Seen from this broader perspective, the dispute between Schmeiser and Monsanto becomes a question of the liability of Schmeiser concerning the patent infringement and that of Monsanto's for the contamination of his property. This raises problems that were not even indirectly addressed by the court.
Firstly, the responsibility of the different entities and individuals involved in the introduction of genetically modified seeds into the environment should be clearly established. The fairest solution is to provide that the entity that has been authorised to introduce a genetically modified organism into the environment is solely liable for damage that is a result of the modification of the genetic material. This is a solution, for instance, adopted in the recent Swiss gene technology law.
Secondly, the issue of a balance of liabilities raises the question of the control that farmers have or can have over the land they own.

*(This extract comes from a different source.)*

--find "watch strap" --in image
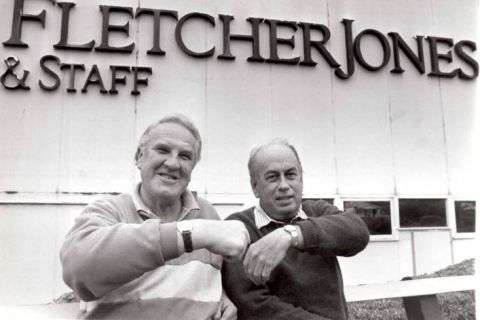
[182,230,193,252]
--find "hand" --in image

Different farmers may take different decisions concerning the kind of agriculture they want to undertake and some do decide to pursue organic agriculture. Since the definition of organic agriculture implies in most cases that there should be no GM plants, contamination by GM seeds would immediately disqualify the organic farmer from selling his/her crop as organic and would lead to a loss of earning since organic produces fetch in general a higher price than non-organic produces. Unless there is a clear decision to forego organic agriculture, contamination of organic crops should be compensated by the entity causing the contamination.
Thirdly, there is the issue of farmers' rights. The situation can be divided between the rights of farmers who purchase GM seeds and those of other farmers. In the case of farmers who purchase, for instance, Roundup Ready Canola from Monsanto, they have to sign as part of the transaction a technology use agreement, which contractually restricts the rights they have over the seeds they purchase. These agreements have been challenged in the U.S. but the courts have found that even if they deprive farmers of some statutory rights, this does not invalidate the contract that they voluntarily sign as part of the purchase agreement with the company.

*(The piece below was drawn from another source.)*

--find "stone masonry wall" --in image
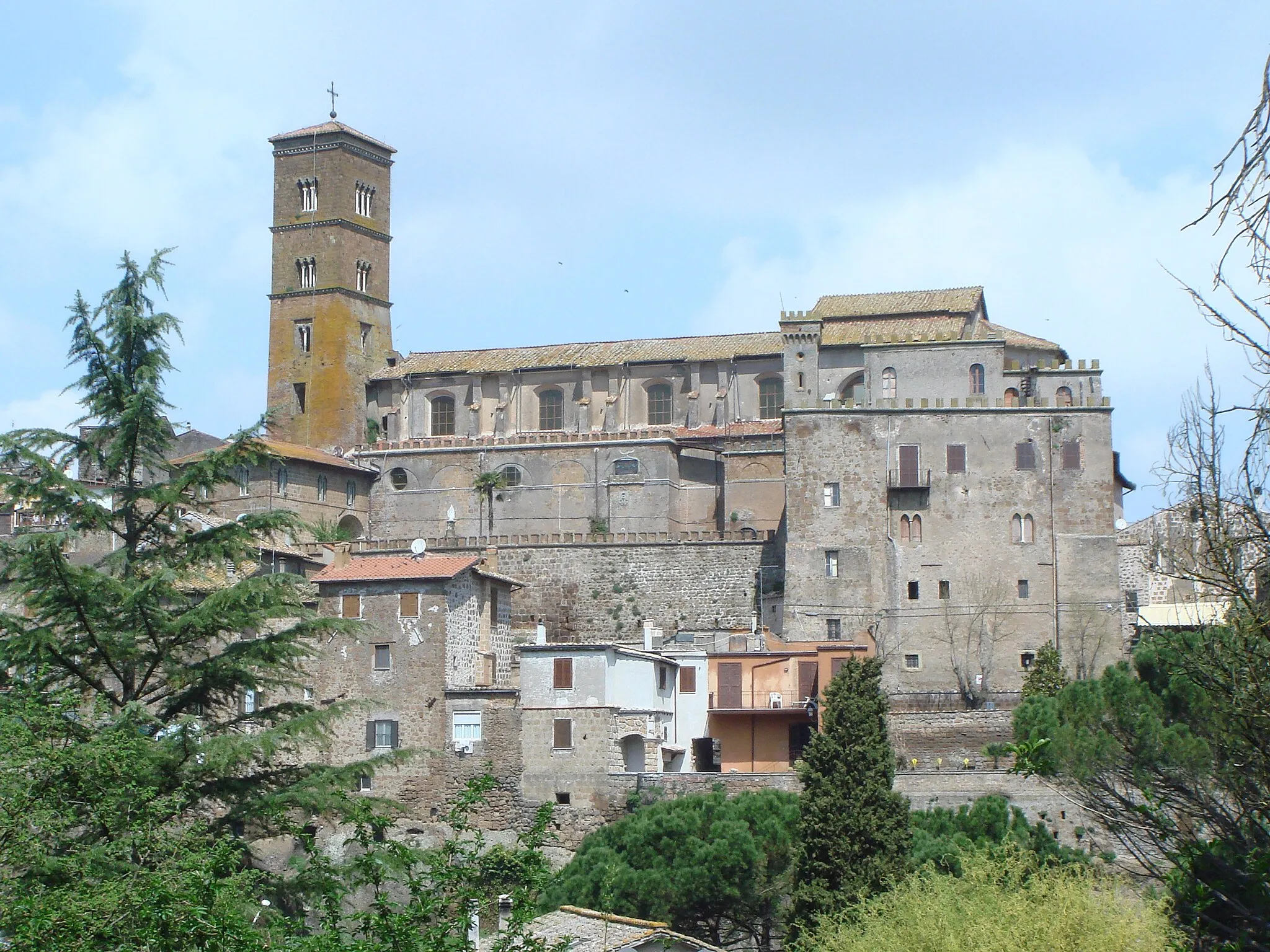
[437,540,779,641]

These contractual provisions should not, in principle, affect the rights of other farmers. Farmers who do not purchase these seeds should, in principle, have the rights they customarily enjoy as part of the `farmer privilege' under the plant breeders' rights system. These farmers should theoretically have the right to save and use seeds that they have grown even if they have been pollinated by GM pollen. The Schmeiser case, however, seems to indicate that unless a farmer had no inkling of the potential presence of GM seeds, she/he would be liable. In practice, this means that the onus of proof is on the farmers. This also implies that if farmers grow non-GM crops in an area where GM crops are grown, there could be a presumption that they ought to know of the possible presence of protected GM seeds on their fields.

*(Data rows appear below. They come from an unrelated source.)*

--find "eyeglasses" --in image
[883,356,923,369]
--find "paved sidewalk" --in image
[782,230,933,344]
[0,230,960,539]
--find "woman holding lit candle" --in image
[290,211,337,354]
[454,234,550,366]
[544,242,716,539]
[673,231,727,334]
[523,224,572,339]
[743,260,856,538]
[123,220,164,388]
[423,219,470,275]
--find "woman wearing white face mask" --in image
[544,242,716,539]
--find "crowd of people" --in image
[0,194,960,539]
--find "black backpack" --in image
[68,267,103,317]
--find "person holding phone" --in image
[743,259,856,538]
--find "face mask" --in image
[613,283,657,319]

Overall, the Schmeiser case can be seen as relatively insignificant if India adopts a clear and strong framework that would not provide any scope for this kind of case. However, at present the legal framework is not necessarily specific enough to ensure that a Schmeiser-like case is completely impossible in India in the future.
In particular, the legal framework remains inadequate with regard to issues of liability. There is very little guidance that would help judges to work out an appropriate balance between the liability of the entity marketing the GM seeds and the rights of this entity against the users of its invention.